Я часто, хотя обычно весьма недолго, наблюдал тайную долину мальчишеского тела: на пляже, в раздевалке спортзала или бассейна, в душевой детского дома отдыха; порой с мучительным, мне самому еще непонятным, запретным желанием я восхищался и почитал обворожительные формы красиво сложенного мальчика, но я еще никогда не видел обнаженного девичьего срамного места, разве что на фотографиях или на столь же примитивных, сколь безнравственных рисунках всяких сорванцов. Каждый раз тайно благоговея перед обнаженным мальчиком, я думал, что во всем мире не может существовать ничего более великого, более достойного восхищения и более поразительного, так что я никогда не удостаивал вниманием вульгарные изображения голых девочек, которые мальчишки в школе показывали из-под парты друг другу и мне.

А вот сейчас, когда первый раз в жизни живое голое девичье тело находилось передо мной, на расстоянии вытянутой руки, все вдруг изменилось: в какой-то момент, на первый взгляд это светлое тело показалось мне похожим на мальчишеское, но оно было другим, более загадочным, нежным и ранимым и в то же время бесконечно более потрясающим, чем обнаженное тело мальчика.
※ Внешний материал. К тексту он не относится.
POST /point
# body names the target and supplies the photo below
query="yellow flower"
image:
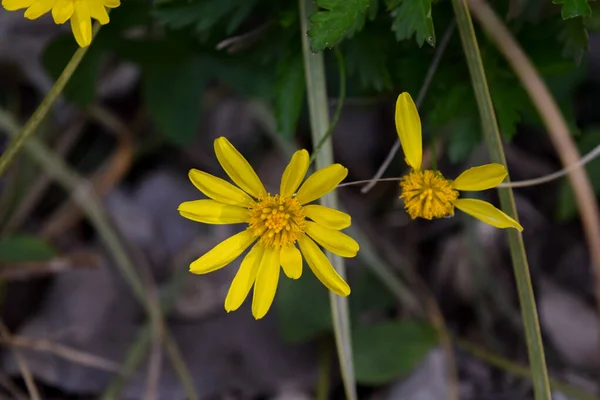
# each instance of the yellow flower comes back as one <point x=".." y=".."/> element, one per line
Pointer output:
<point x="427" y="194"/>
<point x="80" y="12"/>
<point x="276" y="223"/>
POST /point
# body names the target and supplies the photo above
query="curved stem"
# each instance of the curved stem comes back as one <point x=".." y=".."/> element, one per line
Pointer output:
<point x="16" y="145"/>
<point x="533" y="336"/>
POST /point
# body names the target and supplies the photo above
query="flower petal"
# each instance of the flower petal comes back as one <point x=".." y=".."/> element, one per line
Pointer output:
<point x="335" y="241"/>
<point x="213" y="212"/>
<point x="244" y="279"/>
<point x="322" y="268"/>
<point x="291" y="261"/>
<point x="294" y="173"/>
<point x="487" y="213"/>
<point x="480" y="178"/>
<point x="328" y="217"/>
<point x="321" y="182"/>
<point x="62" y="11"/>
<point x="223" y="253"/>
<point x="81" y="23"/>
<point x="219" y="189"/>
<point x="408" y="126"/>
<point x="98" y="12"/>
<point x="39" y="8"/>
<point x="266" y="283"/>
<point x="238" y="169"/>
<point x="13" y="5"/>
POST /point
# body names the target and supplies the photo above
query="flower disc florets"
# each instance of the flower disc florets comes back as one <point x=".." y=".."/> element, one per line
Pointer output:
<point x="427" y="194"/>
<point x="278" y="221"/>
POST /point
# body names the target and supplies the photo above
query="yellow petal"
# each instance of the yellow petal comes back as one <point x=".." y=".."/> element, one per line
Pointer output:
<point x="81" y="23"/>
<point x="213" y="212"/>
<point x="328" y="217"/>
<point x="321" y="182"/>
<point x="480" y="178"/>
<point x="223" y="253"/>
<point x="13" y="5"/>
<point x="238" y="169"/>
<point x="322" y="268"/>
<point x="335" y="241"/>
<point x="98" y="12"/>
<point x="62" y="11"/>
<point x="112" y="3"/>
<point x="408" y="126"/>
<point x="266" y="283"/>
<point x="219" y="189"/>
<point x="487" y="213"/>
<point x="39" y="8"/>
<point x="291" y="261"/>
<point x="294" y="173"/>
<point x="244" y="279"/>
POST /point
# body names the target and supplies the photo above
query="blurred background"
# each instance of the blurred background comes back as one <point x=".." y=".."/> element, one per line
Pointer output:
<point x="160" y="82"/>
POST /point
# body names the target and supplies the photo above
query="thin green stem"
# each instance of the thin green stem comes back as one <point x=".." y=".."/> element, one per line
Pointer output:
<point x="32" y="125"/>
<point x="518" y="370"/>
<point x="517" y="249"/>
<point x="316" y="90"/>
<point x="340" y="104"/>
<point x="93" y="209"/>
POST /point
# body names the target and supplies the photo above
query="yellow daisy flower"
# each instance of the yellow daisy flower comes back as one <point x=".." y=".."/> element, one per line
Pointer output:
<point x="427" y="194"/>
<point x="276" y="223"/>
<point x="80" y="12"/>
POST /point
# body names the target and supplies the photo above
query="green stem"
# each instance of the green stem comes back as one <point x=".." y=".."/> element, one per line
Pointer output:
<point x="517" y="249"/>
<point x="16" y="145"/>
<point x="340" y="105"/>
<point x="518" y="370"/>
<point x="316" y="91"/>
<point x="93" y="209"/>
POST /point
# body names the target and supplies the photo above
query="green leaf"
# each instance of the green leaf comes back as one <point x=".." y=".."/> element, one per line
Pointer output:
<point x="81" y="88"/>
<point x="566" y="207"/>
<point x="575" y="39"/>
<point x="574" y="8"/>
<point x="172" y="89"/>
<point x="289" y="95"/>
<point x="338" y="18"/>
<point x="303" y="308"/>
<point x="387" y="350"/>
<point x="203" y="15"/>
<point x="24" y="248"/>
<point x="412" y="17"/>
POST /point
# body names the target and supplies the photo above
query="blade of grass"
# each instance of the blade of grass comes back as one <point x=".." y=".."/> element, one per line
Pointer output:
<point x="316" y="85"/>
<point x="533" y="337"/>
<point x="557" y="128"/>
<point x="94" y="211"/>
<point x="16" y="145"/>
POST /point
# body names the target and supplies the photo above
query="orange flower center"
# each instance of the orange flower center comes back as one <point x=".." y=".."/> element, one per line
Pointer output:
<point x="278" y="221"/>
<point x="427" y="194"/>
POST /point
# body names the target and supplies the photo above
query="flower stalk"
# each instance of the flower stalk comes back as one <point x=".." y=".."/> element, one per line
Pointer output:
<point x="316" y="91"/>
<point x="535" y="346"/>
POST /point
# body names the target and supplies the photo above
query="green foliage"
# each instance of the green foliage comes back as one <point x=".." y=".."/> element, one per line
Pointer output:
<point x="24" y="248"/>
<point x="387" y="350"/>
<point x="574" y="8"/>
<point x="203" y="15"/>
<point x="412" y="17"/>
<point x="339" y="17"/>
<point x="566" y="207"/>
<point x="289" y="95"/>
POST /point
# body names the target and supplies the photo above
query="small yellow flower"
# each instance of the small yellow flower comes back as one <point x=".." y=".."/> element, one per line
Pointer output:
<point x="427" y="194"/>
<point x="80" y="12"/>
<point x="276" y="223"/>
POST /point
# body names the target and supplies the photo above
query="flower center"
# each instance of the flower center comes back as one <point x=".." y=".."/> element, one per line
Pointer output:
<point x="278" y="221"/>
<point x="427" y="194"/>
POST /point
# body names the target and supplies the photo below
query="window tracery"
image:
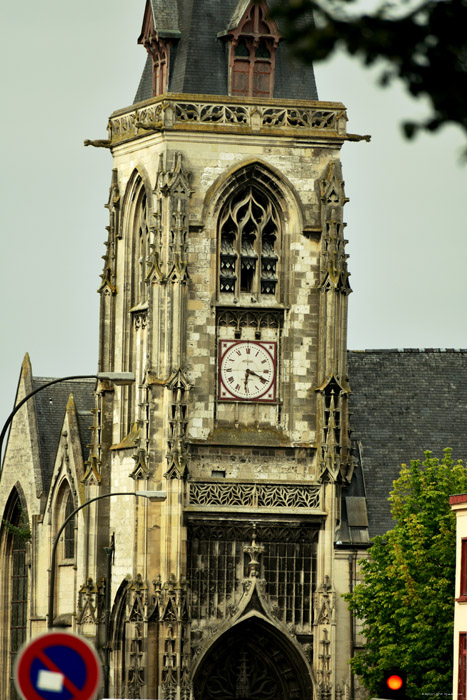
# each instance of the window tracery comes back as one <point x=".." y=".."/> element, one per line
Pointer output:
<point x="159" y="51"/>
<point x="141" y="249"/>
<point x="252" y="53"/>
<point x="249" y="229"/>
<point x="69" y="533"/>
<point x="65" y="506"/>
<point x="15" y="534"/>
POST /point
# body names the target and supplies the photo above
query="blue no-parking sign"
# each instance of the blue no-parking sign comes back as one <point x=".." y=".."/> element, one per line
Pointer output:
<point x="57" y="666"/>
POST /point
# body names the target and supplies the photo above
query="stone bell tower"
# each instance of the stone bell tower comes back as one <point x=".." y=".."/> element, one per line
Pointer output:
<point x="224" y="291"/>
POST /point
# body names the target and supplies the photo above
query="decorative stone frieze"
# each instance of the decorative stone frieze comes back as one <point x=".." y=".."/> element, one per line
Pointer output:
<point x="246" y="114"/>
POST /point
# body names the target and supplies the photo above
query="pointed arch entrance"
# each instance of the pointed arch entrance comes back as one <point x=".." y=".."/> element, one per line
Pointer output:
<point x="253" y="661"/>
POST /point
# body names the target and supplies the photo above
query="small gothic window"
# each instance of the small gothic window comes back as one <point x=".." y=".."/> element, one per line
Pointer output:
<point x="15" y="575"/>
<point x="160" y="63"/>
<point x="249" y="229"/>
<point x="159" y="51"/>
<point x="253" y="48"/>
<point x="69" y="533"/>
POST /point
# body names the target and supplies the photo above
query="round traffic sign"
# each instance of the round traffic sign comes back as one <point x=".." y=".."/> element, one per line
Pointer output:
<point x="57" y="666"/>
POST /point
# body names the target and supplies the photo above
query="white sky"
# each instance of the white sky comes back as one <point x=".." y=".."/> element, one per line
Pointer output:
<point x="67" y="66"/>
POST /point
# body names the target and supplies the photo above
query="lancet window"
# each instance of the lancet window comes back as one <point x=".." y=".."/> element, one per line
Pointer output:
<point x="14" y="584"/>
<point x="65" y="507"/>
<point x="160" y="63"/>
<point x="249" y="240"/>
<point x="252" y="54"/>
<point x="141" y="250"/>
<point x="69" y="533"/>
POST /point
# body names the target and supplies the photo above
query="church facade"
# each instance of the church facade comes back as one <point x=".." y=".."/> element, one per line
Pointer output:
<point x="224" y="291"/>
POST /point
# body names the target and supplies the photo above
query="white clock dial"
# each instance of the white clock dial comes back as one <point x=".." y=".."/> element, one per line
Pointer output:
<point x="247" y="370"/>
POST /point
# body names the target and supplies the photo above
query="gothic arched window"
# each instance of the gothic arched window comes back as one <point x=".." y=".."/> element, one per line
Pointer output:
<point x="65" y="505"/>
<point x="69" y="533"/>
<point x="252" y="54"/>
<point x="249" y="228"/>
<point x="15" y="535"/>
<point x="141" y="249"/>
<point x="159" y="51"/>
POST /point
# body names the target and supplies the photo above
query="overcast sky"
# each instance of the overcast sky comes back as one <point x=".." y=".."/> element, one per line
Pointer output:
<point x="67" y="66"/>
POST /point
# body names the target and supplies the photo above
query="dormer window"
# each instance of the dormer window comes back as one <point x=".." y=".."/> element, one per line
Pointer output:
<point x="159" y="51"/>
<point x="253" y="47"/>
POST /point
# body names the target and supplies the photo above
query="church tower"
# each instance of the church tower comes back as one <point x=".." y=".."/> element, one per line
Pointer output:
<point x="224" y="291"/>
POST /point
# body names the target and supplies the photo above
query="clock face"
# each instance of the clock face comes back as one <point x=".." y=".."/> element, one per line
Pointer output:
<point x="247" y="370"/>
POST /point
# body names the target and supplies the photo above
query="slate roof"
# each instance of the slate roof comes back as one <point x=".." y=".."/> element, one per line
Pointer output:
<point x="199" y="59"/>
<point x="50" y="405"/>
<point x="404" y="402"/>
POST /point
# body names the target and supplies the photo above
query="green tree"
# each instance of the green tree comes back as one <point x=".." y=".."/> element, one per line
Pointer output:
<point x="406" y="597"/>
<point x="424" y="43"/>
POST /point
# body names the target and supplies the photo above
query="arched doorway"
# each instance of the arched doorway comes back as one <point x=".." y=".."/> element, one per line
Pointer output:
<point x="253" y="661"/>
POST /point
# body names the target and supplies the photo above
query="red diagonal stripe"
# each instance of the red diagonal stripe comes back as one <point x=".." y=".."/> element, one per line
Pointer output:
<point x="69" y="685"/>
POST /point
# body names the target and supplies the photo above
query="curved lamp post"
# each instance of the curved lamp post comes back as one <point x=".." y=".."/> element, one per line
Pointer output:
<point x="155" y="496"/>
<point x="118" y="378"/>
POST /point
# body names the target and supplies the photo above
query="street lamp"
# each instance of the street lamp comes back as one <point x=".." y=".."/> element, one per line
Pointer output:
<point x="153" y="496"/>
<point x="117" y="378"/>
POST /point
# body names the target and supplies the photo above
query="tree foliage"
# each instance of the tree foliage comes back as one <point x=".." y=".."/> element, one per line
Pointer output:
<point x="406" y="597"/>
<point x="425" y="46"/>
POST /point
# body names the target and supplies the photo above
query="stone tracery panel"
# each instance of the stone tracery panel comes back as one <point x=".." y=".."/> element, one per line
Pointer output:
<point x="254" y="495"/>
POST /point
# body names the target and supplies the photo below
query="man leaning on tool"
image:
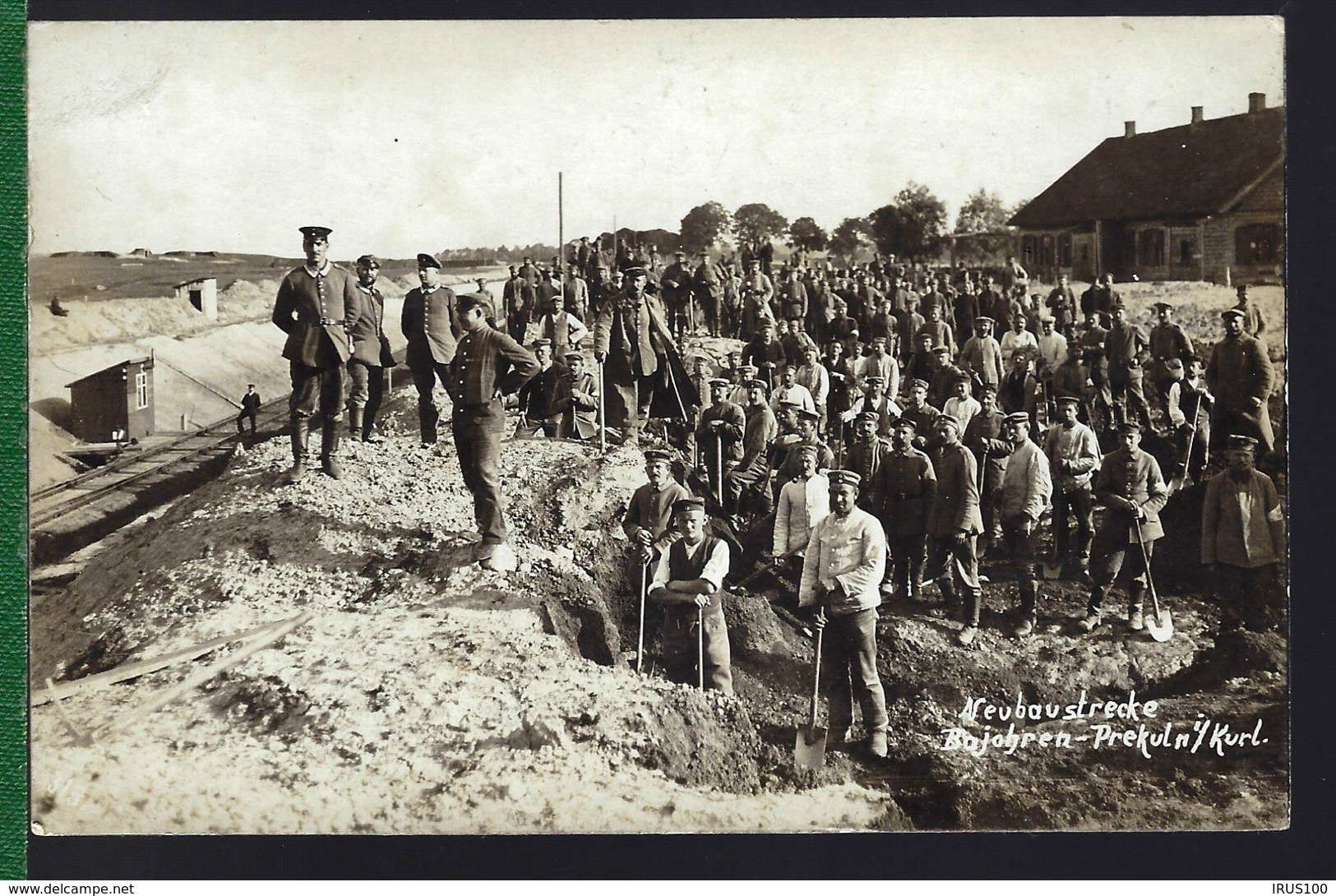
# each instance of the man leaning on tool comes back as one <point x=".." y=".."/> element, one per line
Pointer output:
<point x="488" y="363"/>
<point x="688" y="583"/>
<point x="842" y="568"/>
<point x="317" y="306"/>
<point x="429" y="325"/>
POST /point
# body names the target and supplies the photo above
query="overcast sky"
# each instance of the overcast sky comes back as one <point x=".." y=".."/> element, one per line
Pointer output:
<point x="418" y="136"/>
Это было нечто разительно непохожее на меня, но все же — или именно потому — принадлежало мне, должно мне принадлежать и быть захвачено мной. Мой уже возбудившийся во время пытки Жезл восстал, обретя полный размер и мощность, напрягшись под жмущими в паху шоферскими брюками чуть ли не до боли.

— Зачем ты все время врешь? — прошипел я сквозь зажатую в зубах рукоятку щетки. — Врунишки получают по гадким попкам.

Я раз шесть изо всей силы шлепнул ладонью по голой девичьей попке, на которой уже после ударов щеткой расплылись красные пятна. Во мне поднималось темное, дикое желание повернуть ее к себе лицом и посмотреть на обнаженную срамоту.

— Зачем ты врешь, Сестричка? — пробормотал я.

Она ненадолго перестала кричать и только всхлипывала, подрагивая.

— Просто меня называют Сестричкой, — сказала она хриплым, сиплым, плачущим голосом. — Но у меня другое имя.

— Так ты все-таки соврала, — прошептал я, мое дыхание постепенно учащалось.

Я повернул ее, не выпуская из рук: теперь она лежала на спине, у меня на коленях. В нежном весеннем свете я видел низ живота и юное лоно. Как презрительно и насмешливо я, вслед за своими школьными дружками, говорил о запретных девичьих местах, и как же сейчас был потрясен и растроган при взгляде на ее милую любовную пещерку, по краям чуть затененную бархатными, светленькими волосками. Привычное, боевитое и выпячивающееся вперед мальчишеское снаряжение отсутствовало, но чудесным образом я не воспринимал это отсутствие как потерю, скорее, это притягивало меня, возбуждало и призывало к поискам и победам.

— Как же тебя тогда зовут? — спросил я и угрожающим, и нежным голосом, протяжно и мягко.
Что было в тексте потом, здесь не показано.